Delhi researchers develop an algorithm to detect rare cells
What in news:
· A new algorithm developed by Delhi-based researchers makes it easy to find rare cells from a very large pool of cells in a matter of seconds.
· The algorithm — Finder of Rare Entities (FiRE) — assigns a rareness score to each cell that is computed based on the gene expression profile of about twenty thousand genes.
· Cells having scores above a certain threshold are reported as rare cells.
· Besides being fast, initial studies show that the new algorithm has superior sensitivity and specificity compared with existing methods.
· Circulating tumour cells, cancer stem cells, antigen-specific T cells, circulating endothelial cells are a few examples of rare cells.
· Rare cell populations such as circulating tumour cells can shed light on the process of cancer metastasis (spreading of cancer to other parts of the body) thus providing invaluable information for early detection and clinical management of the disease.
New cell type
· While testing the efficacy of the algorithm using mouse brain cells taken from a specific region, the four-member from Indraprastha Institute of Information Technology (IIIT-Delhi), Delhi discovered a new sub-type of pars tuberalis cell lineage.
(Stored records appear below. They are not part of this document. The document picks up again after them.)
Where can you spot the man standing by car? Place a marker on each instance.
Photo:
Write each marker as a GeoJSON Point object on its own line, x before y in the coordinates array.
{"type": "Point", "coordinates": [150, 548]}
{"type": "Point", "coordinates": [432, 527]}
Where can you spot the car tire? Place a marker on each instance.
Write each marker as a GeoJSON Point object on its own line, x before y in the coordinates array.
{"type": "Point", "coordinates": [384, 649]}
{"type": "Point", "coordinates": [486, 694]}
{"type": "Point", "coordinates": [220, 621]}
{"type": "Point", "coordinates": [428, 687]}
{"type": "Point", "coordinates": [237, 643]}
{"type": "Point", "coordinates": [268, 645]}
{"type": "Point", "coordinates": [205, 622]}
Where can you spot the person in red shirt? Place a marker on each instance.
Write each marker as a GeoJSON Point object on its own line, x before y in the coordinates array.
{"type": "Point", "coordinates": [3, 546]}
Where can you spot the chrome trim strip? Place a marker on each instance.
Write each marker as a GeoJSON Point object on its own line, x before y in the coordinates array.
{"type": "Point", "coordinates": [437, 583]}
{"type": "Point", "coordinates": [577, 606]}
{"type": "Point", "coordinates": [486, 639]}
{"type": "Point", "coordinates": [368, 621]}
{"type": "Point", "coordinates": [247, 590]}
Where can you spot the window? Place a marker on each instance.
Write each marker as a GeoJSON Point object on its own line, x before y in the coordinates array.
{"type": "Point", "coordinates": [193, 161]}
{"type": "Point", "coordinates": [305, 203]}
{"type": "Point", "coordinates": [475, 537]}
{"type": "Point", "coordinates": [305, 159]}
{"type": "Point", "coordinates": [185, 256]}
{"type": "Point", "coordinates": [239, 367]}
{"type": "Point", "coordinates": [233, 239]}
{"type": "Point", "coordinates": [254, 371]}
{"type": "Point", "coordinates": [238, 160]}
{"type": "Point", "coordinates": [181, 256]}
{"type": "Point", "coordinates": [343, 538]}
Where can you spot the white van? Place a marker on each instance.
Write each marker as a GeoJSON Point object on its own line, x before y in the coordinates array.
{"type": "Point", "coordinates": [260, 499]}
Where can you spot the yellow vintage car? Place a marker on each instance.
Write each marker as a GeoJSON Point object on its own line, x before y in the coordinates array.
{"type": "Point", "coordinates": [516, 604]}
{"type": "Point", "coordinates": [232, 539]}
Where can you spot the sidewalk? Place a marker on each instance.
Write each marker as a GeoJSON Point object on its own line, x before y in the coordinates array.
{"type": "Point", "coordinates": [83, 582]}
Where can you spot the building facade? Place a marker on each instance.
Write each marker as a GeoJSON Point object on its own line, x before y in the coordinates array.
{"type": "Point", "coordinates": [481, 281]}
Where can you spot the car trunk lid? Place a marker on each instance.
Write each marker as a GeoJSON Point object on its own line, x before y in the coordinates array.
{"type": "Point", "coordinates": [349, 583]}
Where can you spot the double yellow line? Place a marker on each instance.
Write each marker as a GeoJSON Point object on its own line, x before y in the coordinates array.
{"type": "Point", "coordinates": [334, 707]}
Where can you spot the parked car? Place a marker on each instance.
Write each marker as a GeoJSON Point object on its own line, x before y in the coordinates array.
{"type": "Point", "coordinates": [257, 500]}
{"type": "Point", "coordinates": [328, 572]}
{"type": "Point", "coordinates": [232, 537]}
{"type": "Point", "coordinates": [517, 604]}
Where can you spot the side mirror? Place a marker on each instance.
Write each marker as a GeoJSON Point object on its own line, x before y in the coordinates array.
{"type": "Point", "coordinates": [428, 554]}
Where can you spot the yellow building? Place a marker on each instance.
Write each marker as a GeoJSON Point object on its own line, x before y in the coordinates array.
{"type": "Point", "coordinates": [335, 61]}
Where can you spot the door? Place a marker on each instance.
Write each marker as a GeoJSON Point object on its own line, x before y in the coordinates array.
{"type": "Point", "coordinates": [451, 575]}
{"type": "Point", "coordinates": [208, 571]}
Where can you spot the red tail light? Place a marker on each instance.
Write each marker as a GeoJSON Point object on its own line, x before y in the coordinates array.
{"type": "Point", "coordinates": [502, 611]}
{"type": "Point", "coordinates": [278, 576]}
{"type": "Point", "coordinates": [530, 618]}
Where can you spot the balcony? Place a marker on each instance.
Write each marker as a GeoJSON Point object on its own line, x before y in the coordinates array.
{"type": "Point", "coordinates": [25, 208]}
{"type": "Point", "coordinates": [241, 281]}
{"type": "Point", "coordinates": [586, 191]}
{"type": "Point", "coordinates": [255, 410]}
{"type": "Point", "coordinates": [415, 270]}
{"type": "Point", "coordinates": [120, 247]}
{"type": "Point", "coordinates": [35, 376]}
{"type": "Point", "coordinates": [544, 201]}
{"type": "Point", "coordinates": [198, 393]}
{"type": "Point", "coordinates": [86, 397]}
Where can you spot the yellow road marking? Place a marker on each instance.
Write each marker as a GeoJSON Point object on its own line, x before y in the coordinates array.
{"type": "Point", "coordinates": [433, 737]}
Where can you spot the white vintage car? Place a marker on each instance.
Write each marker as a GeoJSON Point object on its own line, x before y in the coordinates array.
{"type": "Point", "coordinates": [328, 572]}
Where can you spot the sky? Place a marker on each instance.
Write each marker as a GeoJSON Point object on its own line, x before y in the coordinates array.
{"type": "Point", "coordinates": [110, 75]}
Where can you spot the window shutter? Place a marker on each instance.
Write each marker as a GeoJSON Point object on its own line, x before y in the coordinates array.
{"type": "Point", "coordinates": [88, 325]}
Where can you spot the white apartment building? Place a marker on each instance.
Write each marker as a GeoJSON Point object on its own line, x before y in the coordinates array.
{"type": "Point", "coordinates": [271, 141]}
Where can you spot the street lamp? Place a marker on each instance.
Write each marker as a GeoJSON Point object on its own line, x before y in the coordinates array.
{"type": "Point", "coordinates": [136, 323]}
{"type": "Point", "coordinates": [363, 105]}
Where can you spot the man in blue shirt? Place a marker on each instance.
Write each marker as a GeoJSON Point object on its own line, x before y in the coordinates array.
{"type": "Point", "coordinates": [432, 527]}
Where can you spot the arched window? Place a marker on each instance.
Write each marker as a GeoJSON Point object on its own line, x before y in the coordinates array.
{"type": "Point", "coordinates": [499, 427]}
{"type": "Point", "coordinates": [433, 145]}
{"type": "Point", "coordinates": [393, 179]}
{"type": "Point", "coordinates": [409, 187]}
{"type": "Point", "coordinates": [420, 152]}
· The authors have linked this newly found cell type to the development of the pituitary gland. The results are published in the journal Nature Communications.
· “FiRE uses sketching, which is a variant of locality-sensitive hashing, to assign rarity to each cell.
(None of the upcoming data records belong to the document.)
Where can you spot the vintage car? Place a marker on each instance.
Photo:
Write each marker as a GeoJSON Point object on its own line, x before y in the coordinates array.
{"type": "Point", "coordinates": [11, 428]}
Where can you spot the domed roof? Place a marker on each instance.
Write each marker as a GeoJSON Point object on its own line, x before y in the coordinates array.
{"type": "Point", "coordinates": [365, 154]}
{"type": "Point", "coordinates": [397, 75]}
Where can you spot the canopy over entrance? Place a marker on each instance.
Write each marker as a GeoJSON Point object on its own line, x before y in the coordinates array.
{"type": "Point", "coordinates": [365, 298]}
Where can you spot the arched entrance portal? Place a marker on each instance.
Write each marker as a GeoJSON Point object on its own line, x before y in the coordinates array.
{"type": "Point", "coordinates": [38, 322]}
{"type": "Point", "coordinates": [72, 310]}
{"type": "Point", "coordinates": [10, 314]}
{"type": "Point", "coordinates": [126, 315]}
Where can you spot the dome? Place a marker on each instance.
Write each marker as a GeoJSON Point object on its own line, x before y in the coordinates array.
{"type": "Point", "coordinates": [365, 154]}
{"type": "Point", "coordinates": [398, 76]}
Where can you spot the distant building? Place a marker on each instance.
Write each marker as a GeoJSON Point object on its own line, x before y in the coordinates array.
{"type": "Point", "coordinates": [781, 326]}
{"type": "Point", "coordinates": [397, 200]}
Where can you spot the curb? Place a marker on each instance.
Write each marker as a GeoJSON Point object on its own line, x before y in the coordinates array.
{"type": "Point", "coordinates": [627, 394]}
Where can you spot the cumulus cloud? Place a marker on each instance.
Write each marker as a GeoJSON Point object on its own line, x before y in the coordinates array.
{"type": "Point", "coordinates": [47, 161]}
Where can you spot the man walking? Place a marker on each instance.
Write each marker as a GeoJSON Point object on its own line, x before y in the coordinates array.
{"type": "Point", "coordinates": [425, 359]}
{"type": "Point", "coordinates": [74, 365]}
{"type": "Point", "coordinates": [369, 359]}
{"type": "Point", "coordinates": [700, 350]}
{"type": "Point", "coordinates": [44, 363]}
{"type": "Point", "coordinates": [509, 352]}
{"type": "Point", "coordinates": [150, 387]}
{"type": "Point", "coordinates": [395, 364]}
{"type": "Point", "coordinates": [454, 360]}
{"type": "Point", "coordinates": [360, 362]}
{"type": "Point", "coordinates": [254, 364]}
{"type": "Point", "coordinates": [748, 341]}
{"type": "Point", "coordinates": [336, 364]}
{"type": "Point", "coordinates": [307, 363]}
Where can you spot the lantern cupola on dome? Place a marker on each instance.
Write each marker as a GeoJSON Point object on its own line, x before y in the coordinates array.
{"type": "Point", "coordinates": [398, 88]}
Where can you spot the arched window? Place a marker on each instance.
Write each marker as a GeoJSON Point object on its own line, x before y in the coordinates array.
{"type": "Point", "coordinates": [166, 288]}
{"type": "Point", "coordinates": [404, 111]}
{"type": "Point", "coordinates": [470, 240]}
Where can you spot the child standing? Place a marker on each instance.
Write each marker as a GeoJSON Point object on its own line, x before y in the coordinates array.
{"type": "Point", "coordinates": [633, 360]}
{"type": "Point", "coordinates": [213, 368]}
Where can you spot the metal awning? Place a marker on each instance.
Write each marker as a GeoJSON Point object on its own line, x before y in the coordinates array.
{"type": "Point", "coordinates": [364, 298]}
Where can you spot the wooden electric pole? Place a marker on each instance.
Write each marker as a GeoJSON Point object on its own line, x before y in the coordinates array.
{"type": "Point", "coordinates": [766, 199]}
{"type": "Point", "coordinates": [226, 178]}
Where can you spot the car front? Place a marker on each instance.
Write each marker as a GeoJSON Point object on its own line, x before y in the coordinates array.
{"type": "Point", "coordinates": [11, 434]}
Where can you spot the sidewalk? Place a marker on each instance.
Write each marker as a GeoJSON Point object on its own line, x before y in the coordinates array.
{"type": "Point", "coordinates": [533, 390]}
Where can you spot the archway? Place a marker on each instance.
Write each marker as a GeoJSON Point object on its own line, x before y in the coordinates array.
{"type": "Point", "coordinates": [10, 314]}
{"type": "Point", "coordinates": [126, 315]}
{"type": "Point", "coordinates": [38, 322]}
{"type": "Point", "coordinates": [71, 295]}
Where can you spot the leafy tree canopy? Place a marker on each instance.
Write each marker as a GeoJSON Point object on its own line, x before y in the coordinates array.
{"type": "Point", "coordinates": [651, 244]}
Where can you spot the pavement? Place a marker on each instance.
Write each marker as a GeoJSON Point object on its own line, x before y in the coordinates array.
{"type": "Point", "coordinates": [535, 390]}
· The hashing technique tends to put cells with similar properties together,” says Prashant Gupta from IIT Delhi and one of the first authors of the paper.
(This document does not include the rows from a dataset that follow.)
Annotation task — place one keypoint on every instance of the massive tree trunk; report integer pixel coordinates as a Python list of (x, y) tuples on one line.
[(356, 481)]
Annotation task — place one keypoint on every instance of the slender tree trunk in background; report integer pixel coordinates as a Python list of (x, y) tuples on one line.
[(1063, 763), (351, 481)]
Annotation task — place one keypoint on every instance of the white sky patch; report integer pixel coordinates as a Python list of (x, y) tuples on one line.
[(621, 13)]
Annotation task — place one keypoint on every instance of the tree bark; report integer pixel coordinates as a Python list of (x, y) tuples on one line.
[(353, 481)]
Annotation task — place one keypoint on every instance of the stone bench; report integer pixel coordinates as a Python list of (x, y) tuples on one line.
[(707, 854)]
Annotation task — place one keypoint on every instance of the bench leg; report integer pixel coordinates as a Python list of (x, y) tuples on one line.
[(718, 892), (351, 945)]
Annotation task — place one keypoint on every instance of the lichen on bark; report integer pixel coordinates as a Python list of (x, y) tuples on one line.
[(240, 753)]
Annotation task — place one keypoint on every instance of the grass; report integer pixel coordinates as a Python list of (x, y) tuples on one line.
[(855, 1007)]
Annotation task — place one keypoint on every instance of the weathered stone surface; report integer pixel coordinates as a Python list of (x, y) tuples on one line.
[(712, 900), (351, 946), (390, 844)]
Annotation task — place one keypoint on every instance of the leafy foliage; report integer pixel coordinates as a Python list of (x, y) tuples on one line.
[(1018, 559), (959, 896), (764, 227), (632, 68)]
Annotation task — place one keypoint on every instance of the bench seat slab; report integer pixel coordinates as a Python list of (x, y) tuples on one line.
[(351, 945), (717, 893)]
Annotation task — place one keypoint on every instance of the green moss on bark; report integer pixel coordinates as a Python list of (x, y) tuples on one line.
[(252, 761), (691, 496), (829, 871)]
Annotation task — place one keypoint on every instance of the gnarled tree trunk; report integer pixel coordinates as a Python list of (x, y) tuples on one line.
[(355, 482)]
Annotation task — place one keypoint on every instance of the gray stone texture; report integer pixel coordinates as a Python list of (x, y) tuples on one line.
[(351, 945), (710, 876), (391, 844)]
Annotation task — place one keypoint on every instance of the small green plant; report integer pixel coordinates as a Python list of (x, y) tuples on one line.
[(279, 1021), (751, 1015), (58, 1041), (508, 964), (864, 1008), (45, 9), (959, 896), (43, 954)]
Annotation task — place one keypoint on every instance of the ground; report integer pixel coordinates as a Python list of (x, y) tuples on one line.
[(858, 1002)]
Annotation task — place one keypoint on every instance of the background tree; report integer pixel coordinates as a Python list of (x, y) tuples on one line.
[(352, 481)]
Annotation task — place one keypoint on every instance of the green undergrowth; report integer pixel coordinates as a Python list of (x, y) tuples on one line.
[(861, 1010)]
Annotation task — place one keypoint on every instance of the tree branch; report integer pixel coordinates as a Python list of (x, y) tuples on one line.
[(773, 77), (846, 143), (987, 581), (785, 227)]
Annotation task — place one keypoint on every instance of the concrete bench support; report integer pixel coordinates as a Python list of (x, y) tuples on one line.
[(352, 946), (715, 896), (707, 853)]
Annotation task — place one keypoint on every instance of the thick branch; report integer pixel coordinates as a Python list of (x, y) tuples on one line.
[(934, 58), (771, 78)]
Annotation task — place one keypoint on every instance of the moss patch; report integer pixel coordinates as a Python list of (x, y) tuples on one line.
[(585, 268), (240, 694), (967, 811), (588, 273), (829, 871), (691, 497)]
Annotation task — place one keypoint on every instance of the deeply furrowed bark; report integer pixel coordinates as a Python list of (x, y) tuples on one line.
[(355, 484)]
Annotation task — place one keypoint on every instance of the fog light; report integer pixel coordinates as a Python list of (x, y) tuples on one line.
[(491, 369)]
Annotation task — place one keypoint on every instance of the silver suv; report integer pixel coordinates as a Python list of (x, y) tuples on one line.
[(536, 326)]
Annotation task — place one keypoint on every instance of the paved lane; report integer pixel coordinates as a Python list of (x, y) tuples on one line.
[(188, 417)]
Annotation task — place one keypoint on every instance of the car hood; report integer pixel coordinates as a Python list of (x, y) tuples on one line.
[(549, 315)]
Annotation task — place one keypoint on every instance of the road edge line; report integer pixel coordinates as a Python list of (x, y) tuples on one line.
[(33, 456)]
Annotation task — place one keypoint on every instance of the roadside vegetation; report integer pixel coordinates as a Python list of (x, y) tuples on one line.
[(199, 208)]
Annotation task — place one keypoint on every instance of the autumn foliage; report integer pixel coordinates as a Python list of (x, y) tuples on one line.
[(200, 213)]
· The FiRE algorithm makes searching for rare cells in large-scale single cell messenger RNA datasets tractable
· We used the gene expression of each cell to find the rare cells.
· The drop-seq, a state-of-the-art technique, allowed us to read out the gene expression profiles of thousands of cells in a fairly short time and then compared the profiles to find the rare cells.”
· The researchers used five data sets to test the algorithm. In the case of peripheral blood containing 0.3% megakaryocytes, the gene expression of about 68,000 different cells was compared, and rare cell populations with different grades of rarity showed up. The cluster with the rarest cells comprised of only megakaryocytes, thus validating the algorithm.
· In a simulation experiment to evaluate the performance of FiRE algorithm, the gene expression profiles of two types of cells were mixed in vitro.
· And by increasing the percentage of one cell type, the team tested the precision and sensitivity of FiRE and other existing algorithms to correctly identify the rare cells.
· The sensitivity of the FiRE algorithm was higher than the rest even when rare cells comprised 0.5% of the population.
· “When they constituted 2.5%, FiRE could identify rare cells with 85% accuracy, far higher than the other algorithms,” says Aashi Jindal from IIT Delhi and the other first author of the paper.
· Cancer refers to the abnormal growth of cell tissue.
· Tumours are usually divided into benign and malignant.
· A benign tumour is localised, develops slowly and does not usually result in the patient’s death.
· Malignant or cancerous tumours develop more rapidly. They are not localised and are often fatal for the patient.
· Cancer begins with a genetic defect.
· Human’s genetic factors, meaning genes, are located within the cell structures called chromosomes.
· Genes control cell functions, such as their distribution. Genes may undergo changes, or mutations, if the cell’s regulatory system fails.
Expected prelims question
Consider the following statements
1. Cancer refers to the abnormal growth of cell tissue.
2. Cancer is communicable diseases
Which of the above statements is/are correct?
a) Only 1
b) Only 2
c) Both 1 and2
d) None of the above
Ans – a
Expected mains question
What do you mean by cancer? mention its different types and add a note on role of technology playing to detect and cure this life threatening disease.